Our study is the first mixture analysis that shows an inverse association of in utero Mn and Se exposure with child SBP. Two studies also examined how prenatal metal mixtures affect child BP. Kupsco et al. found in 544 Mexico City children that a higher overall mixture of 11 metals in maternal blood collected in the second trimester was associated with lower child SBP (but not DBP) at 4 to 6 y (Kupsco et al. 2019); the mixture included Mn and Se, yet these two elements were not individually associated with SBP or DBP in either linear regression models or mixture models. In another mixture analysis in 176 mother–child pairs from Greece, Howe et al. also did not find an association of Se (measured in maternal urine samples in pregnancy) with child BP at 4, 6, or 11 y (Howe et al. 2021). Different findings between these two studies with ours could possibly be due to the differences in the biomarkers used, time points at biomarker collection and outcome assessment, metal mixtures that the children were exposed to, and unmeasured susceptibility factors and confounders. Compared with these two studies, we also had a larger sample size ($n=\mathrm{1,194}$) to identify associations.

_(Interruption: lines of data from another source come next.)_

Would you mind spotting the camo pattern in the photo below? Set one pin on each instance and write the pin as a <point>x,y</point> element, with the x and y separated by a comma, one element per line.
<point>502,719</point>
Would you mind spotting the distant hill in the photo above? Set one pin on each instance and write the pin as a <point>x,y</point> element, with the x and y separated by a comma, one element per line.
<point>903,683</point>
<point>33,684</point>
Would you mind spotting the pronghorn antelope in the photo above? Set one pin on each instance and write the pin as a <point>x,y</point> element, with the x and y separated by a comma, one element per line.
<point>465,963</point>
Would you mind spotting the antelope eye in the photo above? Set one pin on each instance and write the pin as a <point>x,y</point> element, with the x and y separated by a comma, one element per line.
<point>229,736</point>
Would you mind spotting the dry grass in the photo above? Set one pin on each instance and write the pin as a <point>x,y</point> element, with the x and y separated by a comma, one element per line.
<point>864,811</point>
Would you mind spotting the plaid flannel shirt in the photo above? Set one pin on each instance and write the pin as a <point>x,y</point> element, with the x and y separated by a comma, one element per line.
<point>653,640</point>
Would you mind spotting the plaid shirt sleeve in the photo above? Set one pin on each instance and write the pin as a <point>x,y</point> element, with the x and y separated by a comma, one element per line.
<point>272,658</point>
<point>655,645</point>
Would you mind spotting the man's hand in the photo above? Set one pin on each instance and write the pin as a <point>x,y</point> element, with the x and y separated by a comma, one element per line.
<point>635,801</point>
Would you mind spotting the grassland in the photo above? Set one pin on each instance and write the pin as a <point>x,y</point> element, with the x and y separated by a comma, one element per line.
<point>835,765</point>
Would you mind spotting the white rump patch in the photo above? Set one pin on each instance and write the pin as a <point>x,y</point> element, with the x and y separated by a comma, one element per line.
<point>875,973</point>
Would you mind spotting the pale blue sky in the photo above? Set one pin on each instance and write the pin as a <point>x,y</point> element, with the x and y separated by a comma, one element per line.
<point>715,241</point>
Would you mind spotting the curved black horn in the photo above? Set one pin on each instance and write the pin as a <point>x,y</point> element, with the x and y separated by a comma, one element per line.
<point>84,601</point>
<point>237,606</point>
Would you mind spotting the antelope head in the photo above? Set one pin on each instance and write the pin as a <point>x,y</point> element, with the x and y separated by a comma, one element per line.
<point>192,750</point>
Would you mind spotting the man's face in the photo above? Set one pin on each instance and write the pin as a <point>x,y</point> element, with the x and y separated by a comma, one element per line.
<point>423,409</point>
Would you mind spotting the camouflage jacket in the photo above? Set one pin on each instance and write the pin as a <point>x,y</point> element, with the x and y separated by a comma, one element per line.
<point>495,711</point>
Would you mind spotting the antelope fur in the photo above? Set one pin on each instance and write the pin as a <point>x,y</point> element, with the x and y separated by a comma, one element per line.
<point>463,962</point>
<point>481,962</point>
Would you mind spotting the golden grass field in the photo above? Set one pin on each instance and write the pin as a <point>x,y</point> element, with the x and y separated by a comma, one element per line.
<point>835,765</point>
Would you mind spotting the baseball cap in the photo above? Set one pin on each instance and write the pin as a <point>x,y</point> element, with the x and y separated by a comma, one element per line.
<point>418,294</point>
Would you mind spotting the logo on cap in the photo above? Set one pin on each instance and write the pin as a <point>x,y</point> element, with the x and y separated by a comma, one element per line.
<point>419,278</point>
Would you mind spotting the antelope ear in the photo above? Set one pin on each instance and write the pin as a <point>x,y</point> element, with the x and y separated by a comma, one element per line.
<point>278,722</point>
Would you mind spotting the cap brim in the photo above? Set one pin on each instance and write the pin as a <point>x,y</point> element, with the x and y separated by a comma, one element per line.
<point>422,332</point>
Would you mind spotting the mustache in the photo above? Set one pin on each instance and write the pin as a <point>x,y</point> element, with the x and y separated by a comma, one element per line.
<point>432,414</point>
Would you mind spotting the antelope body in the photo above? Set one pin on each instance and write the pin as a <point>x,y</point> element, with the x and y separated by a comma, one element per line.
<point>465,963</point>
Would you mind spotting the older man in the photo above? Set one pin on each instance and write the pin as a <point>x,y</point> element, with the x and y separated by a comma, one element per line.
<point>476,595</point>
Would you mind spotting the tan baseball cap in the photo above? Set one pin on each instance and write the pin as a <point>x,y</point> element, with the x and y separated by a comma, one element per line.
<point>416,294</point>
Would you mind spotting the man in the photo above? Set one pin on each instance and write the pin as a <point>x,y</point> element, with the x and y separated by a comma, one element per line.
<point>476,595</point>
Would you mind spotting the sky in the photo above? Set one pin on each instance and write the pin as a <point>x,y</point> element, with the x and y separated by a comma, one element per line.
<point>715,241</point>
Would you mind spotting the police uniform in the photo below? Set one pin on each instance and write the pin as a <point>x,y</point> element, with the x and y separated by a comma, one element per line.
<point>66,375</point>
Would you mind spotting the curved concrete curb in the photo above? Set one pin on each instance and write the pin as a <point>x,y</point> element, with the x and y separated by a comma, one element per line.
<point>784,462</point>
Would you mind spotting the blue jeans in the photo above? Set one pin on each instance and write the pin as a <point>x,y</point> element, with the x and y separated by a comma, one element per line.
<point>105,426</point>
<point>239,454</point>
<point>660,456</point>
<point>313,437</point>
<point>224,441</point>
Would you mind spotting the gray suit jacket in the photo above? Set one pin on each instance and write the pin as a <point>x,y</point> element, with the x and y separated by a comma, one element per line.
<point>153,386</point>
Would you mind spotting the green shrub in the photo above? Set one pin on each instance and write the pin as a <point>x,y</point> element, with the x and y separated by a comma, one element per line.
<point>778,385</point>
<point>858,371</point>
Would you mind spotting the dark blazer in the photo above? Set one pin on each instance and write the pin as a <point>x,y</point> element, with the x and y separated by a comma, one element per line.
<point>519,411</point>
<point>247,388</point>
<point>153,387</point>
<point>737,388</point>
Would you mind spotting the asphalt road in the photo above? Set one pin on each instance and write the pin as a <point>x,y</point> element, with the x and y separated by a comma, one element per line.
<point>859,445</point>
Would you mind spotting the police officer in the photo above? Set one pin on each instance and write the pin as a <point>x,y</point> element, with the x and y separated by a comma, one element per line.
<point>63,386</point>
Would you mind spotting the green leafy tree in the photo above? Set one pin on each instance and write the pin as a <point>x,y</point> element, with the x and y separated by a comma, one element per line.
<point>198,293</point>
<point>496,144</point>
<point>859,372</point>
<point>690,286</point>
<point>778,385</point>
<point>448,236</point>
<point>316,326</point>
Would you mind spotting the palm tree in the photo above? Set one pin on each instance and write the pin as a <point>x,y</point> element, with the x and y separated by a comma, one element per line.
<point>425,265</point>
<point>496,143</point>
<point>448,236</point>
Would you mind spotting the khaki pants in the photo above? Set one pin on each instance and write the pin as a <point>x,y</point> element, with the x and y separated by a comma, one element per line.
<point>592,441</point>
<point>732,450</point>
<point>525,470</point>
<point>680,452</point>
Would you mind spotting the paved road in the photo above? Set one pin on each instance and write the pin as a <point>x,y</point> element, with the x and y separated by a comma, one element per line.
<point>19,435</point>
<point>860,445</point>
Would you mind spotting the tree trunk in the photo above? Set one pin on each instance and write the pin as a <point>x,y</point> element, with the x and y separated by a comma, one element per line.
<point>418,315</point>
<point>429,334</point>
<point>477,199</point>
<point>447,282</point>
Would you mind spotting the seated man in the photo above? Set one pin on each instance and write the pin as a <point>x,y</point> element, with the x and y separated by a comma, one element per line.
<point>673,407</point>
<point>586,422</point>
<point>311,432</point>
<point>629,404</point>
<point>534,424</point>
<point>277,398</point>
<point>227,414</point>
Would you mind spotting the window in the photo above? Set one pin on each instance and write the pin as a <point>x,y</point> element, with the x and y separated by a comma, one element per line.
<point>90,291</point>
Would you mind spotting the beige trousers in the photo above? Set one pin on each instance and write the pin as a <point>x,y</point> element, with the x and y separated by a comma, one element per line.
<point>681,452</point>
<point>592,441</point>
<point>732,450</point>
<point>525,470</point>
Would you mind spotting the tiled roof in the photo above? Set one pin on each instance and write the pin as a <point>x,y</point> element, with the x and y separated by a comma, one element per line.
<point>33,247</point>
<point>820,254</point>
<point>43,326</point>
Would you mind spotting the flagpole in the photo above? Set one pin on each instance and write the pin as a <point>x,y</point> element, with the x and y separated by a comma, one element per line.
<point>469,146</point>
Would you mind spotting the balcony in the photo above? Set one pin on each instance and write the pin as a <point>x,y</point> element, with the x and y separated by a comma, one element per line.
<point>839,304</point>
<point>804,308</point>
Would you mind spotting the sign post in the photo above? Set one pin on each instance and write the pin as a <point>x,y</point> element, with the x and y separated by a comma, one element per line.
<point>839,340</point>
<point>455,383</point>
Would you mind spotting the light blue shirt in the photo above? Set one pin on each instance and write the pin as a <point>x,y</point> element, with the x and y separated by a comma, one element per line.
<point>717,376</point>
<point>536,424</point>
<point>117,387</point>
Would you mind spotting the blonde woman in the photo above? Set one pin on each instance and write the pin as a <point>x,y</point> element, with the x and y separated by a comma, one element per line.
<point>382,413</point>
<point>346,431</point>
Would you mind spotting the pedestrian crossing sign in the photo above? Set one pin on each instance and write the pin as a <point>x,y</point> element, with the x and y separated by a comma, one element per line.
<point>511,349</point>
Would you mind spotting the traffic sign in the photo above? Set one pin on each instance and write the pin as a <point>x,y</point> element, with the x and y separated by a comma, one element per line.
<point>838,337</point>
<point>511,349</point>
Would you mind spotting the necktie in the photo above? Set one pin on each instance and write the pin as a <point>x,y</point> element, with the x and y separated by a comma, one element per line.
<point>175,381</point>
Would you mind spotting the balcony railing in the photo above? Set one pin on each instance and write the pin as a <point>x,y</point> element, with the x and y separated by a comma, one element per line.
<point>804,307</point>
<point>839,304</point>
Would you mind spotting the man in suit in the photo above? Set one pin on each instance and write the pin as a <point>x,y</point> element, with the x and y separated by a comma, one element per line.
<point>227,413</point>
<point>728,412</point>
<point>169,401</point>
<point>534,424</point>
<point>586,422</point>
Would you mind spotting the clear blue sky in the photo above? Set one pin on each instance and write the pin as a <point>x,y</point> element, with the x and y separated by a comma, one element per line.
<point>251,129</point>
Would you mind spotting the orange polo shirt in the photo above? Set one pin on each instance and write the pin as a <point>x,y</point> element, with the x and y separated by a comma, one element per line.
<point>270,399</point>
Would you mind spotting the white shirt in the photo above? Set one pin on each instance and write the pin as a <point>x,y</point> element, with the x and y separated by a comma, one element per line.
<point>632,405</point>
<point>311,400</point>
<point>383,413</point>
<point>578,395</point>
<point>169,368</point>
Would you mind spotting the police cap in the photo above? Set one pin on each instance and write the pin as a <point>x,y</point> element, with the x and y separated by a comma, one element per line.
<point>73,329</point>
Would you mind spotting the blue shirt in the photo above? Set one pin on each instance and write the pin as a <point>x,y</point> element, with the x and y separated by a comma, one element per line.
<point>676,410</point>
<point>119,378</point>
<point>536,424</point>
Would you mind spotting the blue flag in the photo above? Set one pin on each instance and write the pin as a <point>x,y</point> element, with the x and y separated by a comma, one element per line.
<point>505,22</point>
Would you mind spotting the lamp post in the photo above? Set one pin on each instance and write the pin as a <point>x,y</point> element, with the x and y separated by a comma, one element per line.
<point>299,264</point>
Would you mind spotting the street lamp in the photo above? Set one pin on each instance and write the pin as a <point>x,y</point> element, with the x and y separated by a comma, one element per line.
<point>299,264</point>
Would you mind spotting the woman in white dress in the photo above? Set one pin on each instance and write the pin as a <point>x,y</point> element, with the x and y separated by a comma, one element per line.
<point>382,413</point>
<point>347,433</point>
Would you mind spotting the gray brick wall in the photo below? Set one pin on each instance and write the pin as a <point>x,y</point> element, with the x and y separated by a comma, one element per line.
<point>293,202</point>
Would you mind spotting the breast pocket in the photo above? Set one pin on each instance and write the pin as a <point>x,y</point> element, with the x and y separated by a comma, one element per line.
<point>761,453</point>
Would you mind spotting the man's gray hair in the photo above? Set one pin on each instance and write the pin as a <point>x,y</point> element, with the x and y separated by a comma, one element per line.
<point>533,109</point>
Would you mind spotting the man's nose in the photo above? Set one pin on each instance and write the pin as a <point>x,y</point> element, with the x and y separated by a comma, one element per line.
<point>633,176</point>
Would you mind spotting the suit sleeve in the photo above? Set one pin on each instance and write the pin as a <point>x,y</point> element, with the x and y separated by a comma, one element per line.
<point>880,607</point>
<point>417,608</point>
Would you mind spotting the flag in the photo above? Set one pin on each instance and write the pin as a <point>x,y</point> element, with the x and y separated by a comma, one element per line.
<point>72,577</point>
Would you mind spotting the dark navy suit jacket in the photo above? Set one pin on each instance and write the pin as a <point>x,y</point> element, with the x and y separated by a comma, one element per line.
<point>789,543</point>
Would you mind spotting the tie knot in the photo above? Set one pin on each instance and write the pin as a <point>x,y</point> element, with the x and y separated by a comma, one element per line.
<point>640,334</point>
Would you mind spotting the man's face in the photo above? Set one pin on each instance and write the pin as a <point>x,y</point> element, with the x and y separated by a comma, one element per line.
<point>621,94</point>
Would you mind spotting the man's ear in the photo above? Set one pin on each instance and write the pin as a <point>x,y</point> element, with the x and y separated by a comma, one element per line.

As oxidative stress is involved in the pathogenesis of hypertension and CVD (Ceriello 2008; Cervantes Gracia et al. 2017), the inverse associations of Mn and Se with child SBP may be due to the antioxidant effects of these two elements (Li and Yang 2018; Tinggi 2008). Mn is an essential component of the Mn superoxide dismutase located in the mitochondria that fights against superoxide and free radicals (Li and Yang 2018; Miriyala et al. 2012). Se may affect cardiovascular health through its effects on glutathione peroxidases and other selenoenzymes that can neutralize reactive oxygen and nitrogen species, regulate redox processes, and reduce oxidized methionine (Benstoem et al. 2015).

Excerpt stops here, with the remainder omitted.